Blood on our hands

Just like the 2003 pushback to Eritrea, carried out by the Nationalist administration, once again the Maltese government has blood on its hands

Few of us would stop to think that our freedom of movement inside the European Union is enshrined as a right subject to few restrictions by virtue of our EU membership; but also, as nationals who choose when to leave the country, as a global right bestowed upon us by international human rights law.

The same right has been emphasised by the UN Human Rights Committee (UNHRHC), which has variously stated that any restriction on the right to leave a country must be in accordance with the law. That means that any interference with the right to free movement must be proportionate: for example, when someone is seen to be a flight risk due to criminal investigations. This right has also been upheld by the European Court of Human Rights in a series of judgments.

It is also a necessary prerequisite to the enjoyment of a number of other human rights: most notably, the right to international protection from torture, inhuman or degrading treatment or punishment.
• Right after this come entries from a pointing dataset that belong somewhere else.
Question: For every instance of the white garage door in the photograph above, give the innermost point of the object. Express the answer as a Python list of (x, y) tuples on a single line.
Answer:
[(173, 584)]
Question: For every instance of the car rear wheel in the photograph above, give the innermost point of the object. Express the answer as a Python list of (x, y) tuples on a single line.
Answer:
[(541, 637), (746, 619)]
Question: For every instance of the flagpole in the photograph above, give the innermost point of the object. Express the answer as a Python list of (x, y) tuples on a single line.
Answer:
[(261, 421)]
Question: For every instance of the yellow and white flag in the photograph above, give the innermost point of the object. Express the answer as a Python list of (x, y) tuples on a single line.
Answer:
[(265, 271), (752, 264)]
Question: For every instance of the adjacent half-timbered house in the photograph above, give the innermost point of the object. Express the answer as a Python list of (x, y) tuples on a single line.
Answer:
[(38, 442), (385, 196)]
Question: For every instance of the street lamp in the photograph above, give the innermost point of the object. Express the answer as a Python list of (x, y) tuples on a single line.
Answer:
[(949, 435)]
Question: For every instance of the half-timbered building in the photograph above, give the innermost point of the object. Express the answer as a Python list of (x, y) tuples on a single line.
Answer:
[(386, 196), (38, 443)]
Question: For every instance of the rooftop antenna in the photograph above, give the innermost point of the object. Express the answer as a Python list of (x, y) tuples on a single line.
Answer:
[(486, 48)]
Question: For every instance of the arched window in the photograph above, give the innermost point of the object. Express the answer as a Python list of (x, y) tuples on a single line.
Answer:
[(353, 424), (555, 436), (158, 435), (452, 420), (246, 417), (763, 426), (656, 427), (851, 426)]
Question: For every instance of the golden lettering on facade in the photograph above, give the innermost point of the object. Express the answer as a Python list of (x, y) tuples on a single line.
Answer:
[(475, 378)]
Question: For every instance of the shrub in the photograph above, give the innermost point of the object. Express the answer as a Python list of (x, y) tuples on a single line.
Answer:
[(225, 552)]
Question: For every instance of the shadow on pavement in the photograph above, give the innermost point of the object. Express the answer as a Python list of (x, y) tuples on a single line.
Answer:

For unless a person can escape their country and get to another country to seek asylum, they will not even begin to be able to exercise the right to asylum, which is separately enshrined in the UN’s and European human rights conventions.

Whether their claim to international protection is justified or not, is a matter for the authorities of the state where the application is made to decide: not for the state of origin to pre-empt.
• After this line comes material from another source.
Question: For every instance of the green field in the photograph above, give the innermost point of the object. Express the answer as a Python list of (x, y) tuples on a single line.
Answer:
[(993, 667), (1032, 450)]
And yet, there is now evidence that Malta has actively engaged in an ad hoc, secret pact to externalise what can be defined as a breach of this right. It is just one of the many creative measures that have been employed by EU states – no doubt with the tacit consent of the European bloc – to push out the borders into the countries of origin: like Libya, despite being clearly identified by the United Nations as an unsafe place for people feeling persecution.

The fact that a civil war has been waged there since 2012 seems to be of no consequence to our government. With Joseph Muscat’s blessing, and the active participation of our Armed Forces of Malta, the Maltese state employed the services of a Labour Party activist employed with the OPM, to act as a go-between for the AFM and the Libyan coastguard; apart from maintaining cordial relations with at least one militia leader, despite the fear that many criminal organisations involved in human trafficking in Libya have now been para-militarised, and become active armies in the service of either the GNA or the LNA.
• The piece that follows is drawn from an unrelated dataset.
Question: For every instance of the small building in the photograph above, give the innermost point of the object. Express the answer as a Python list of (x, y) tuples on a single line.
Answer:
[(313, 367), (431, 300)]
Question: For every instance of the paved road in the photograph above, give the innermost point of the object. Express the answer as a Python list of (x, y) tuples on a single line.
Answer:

Neville Gafà has spoken proudly of his achievements: that is, providing the Libyan coastguard – which has been funded by the EU’s budget for its further training and professionalisation (and before that, funded to the tune of €5 billion by Italy in the Gaddafi era) – with coordinates of departing boats right before they are able to be intercepted inside Malta’s vast search and rescue region.

This was one of a panoply of measures the EU employed to prevent people from leaving Libya, on the grounds that if these people are allowed to leave they might enter the EU irregularly. Instead of employing the all-too visible and illegal pushback mechanism (it is illegal to send back people fearing for their lives to the country they are escaping from), Malta simply delegated this function to Libya, so that people seeking their right to asylum are not allowed to leave the country.

But while Gafà has justified these actions by pointing towards analogous EU policy – namely, ‘Operation Sofia’ – the fact remains that preventing irregular migrants from disembarking from vessels, or aiding in their forcible return, has been condemned as inconsistent with international human rights law.

Beyond issues of legality, today we also know that Malta engaged in an undisclosed ‘diplomatic’ attempt to prevent people from even being rescued at sea – for Malta has in the past prevented NGO vessels from departing from the island, and even prosecuted a sea captain.

If these people were fleeing from slavery, torture and desperation inside war-torn Libya, Malta and the Muscat administration did its best to prevent them from avoiding this fate.

Just like the 2003 pushback to Eritrea, carried out by the Nationalist administration, once again the Maltese government has blood on its hands.